To operate the server securely, it is recommended to place it behind an API gateway or reverse proxy. This allows you to:

  • Expose the service over HTTPS and terminate SSL/TLS at the edge
  • Enforce rate limiting and prevent abuse
  • Authenticate requests using API keys or access tokens
  • Optionally integrate usage tracking for commercial or billable offerings, such as logging access frequency per client or package

For observability, the server exposes Prometheus-compatible metrics on port 9184. You can access raw metrics by running curl http://0.0.0.0:9184. These metrics can also be visualized using tools like Grafana. The key server also includes a basic health check endpoint on port 2024: curl http://0.0.0.0:2024/health.

CORS configuration

Configure Cross-Origin Resource Sharing (CORS) on your server to allow applications to make requests directly from the browser.

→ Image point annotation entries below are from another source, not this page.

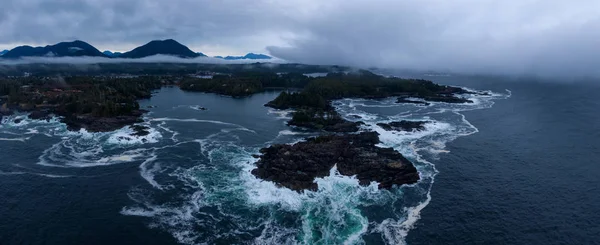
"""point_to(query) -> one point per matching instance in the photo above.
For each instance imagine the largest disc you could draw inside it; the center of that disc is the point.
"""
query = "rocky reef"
(403, 126)
(296, 166)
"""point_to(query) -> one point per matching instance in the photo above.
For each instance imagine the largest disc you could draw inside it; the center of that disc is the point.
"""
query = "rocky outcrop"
(403, 126)
(101, 124)
(405, 100)
(296, 166)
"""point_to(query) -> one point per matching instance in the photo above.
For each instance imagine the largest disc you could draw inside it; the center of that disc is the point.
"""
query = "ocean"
(518, 166)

Use the following recommended headers:

Access-Control-Allow-Origin: *
Access-Control-Allow-Methods: GET, POST, OPTIONS
Access-Control-Allow-Headers: Request-Id, Client-Sdk-Type, Client-Sdk-Version
Access-Control-Expose-Headers: x-keyserver-version

If your server requires an API key, make sure to include the corresponding HTTP header name in Access-Control-Allow-Headers as well.